In the generating electrochemical machining process, the numerical control system 13 is used for carrying out on-line monitoring on current/voltage, feeding back and adjusting the gap between the surface of the cathode cutter 9 and the surface of the workpiece to be machined (inner spline blank) 7 in real time, and keeping a certain electrochemical machining gap 23. As shown in the movement diagram of the electrolytic anode workpiece and the cathode tool in fig. 2, the size of the electrolytic machining gap 23 is the sum of the electrolytic gap and the finishing allowance, so as to perform electrolytic machining to the required depth of the internal spline, prepare for ensuring the accuracy of the internal spline for subsequent gear shaping finishing, and promote the accurate, efficient and low-cost machining of the internal spline.

Claims

1. The method for removing the large allowance by generating electrolysis for the internal spline of the high-hardness material is characterized by comprising the following steps of:

2. The electrochemical machining device for generating the internal spline of the high-hardness material is characterized by comprising a mechanical motion mechanism, a control system, a pulse power supply and an electrolyte supply system;

the control system is used for controlling the device component to perform linear feeding motion, the rotating speed and the rotating angle of the cathode cutter or the workpiece and monitoring voltage/current, and comprises computer equipment, a control program, a motor driver and a power supply;

the electrolyte supply system is used for storing, inputting, recovering and controlling electrolyte.

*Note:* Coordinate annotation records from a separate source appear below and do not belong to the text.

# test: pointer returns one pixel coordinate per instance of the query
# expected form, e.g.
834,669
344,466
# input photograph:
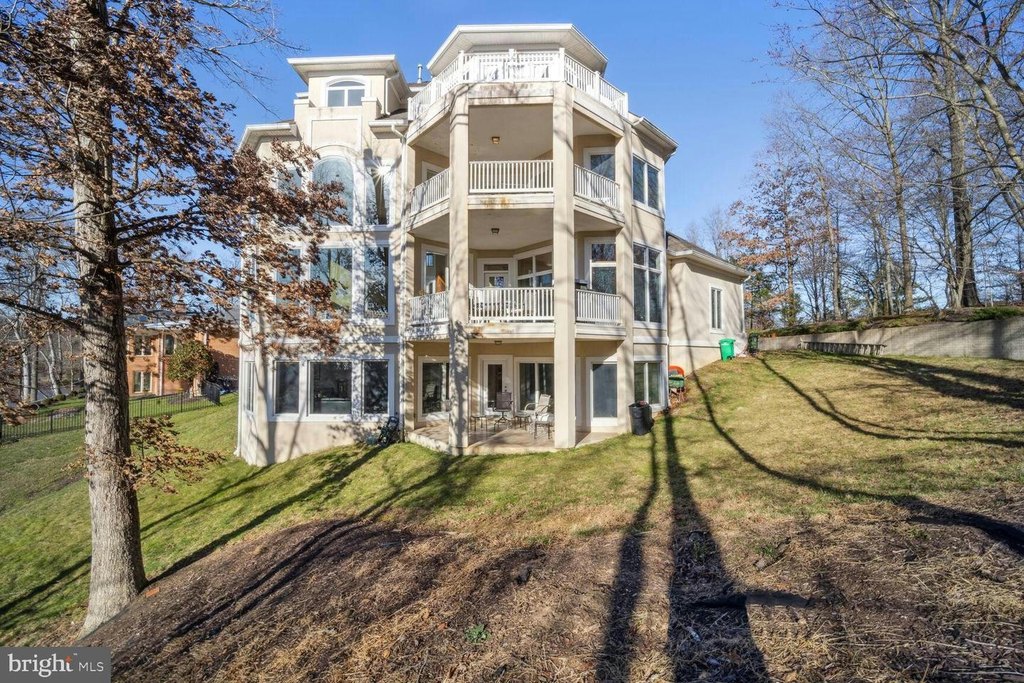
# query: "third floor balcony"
514,67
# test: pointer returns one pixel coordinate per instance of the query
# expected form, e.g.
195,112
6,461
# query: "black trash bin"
641,418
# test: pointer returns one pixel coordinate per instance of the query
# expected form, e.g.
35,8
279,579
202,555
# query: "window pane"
336,97
652,187
286,391
375,387
653,382
603,164
639,255
604,387
638,178
654,297
639,376
331,388
434,387
639,294
546,385
604,251
602,279
527,384
376,276
335,269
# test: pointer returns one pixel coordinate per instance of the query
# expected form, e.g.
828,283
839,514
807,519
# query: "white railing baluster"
598,307
595,186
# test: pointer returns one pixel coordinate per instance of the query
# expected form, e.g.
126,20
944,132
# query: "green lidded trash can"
728,348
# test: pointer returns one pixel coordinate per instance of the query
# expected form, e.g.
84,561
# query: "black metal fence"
67,419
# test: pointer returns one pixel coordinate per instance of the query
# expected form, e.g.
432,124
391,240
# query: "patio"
503,440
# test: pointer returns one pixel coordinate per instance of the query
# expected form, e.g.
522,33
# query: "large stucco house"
505,236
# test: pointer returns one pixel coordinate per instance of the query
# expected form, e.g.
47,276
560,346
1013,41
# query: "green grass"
758,439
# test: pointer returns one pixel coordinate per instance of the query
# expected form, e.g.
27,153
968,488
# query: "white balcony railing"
430,191
511,176
511,304
596,187
517,67
429,308
597,307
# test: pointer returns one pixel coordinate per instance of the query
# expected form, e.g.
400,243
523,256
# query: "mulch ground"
881,593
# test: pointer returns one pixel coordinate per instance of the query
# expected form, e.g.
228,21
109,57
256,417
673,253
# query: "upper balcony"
516,177
513,67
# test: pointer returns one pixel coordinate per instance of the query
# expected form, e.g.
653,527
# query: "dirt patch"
877,594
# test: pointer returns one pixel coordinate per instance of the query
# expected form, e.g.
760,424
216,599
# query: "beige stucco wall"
693,343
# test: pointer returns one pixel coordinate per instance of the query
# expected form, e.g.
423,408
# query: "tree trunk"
117,573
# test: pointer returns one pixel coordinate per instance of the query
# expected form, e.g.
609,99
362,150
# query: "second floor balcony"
516,177
515,67
517,305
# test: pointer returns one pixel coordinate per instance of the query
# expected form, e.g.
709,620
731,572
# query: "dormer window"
345,93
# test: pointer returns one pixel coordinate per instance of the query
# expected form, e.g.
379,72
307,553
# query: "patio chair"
529,411
546,420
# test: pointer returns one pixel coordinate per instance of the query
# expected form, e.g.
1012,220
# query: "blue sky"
696,69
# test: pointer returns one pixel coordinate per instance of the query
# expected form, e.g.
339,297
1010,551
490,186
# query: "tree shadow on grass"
921,510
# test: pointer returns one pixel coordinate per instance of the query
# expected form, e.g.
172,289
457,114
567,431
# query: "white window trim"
659,209
647,325
480,263
601,422
357,416
665,378
721,308
588,262
590,152
334,83
428,417
427,249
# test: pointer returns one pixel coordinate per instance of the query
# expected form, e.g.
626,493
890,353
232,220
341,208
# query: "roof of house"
682,249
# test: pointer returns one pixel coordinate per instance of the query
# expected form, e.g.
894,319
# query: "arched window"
345,93
337,170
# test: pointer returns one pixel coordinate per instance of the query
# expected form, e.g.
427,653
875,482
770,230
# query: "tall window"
434,271
646,183
141,382
433,387
345,93
331,388
249,385
377,278
141,345
337,171
376,387
602,267
286,387
647,381
335,269
646,284
535,270
716,308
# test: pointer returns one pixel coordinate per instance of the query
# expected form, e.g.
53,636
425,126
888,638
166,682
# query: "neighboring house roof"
499,36
683,249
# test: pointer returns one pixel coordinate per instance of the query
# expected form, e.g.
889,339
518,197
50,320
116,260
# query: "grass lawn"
759,444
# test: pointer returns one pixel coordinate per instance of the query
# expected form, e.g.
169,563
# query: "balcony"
516,177
517,304
515,67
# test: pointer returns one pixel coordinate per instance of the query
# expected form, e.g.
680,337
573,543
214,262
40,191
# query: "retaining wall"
982,339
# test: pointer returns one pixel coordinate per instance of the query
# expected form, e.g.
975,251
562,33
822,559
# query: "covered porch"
501,439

3. The electrochemical machining apparatus for spline generation in high-hardness material according to claim 2, wherein the pulse power source is a high-frequency or ultra-short pulse power source, and the pulse power source is used for selection, output, display and control of power frequency and pulse width parameters.

4. The apparatus for electrochemical machining for generating internal splines of high-hardness material according to claim 2, wherein the insulating base is a marble insulating base.

5. The internal spline generating electrochemical machining apparatus for high-hardness materials according to claim 2, wherein the lower tool cover and the insulating base are fixedly connected by an insulating screw.

6. The apparatus for electrochemical machining of spline generated in high-hardness material according to claim 2, wherein the electrolyte of said electrolyte supply system is processed by immersion to ensure that the machining area is filled with electrolyte; the electrolyte is NaCl, NaNO₃、Na₂SO₄The solution is mixed according to a certain proportion.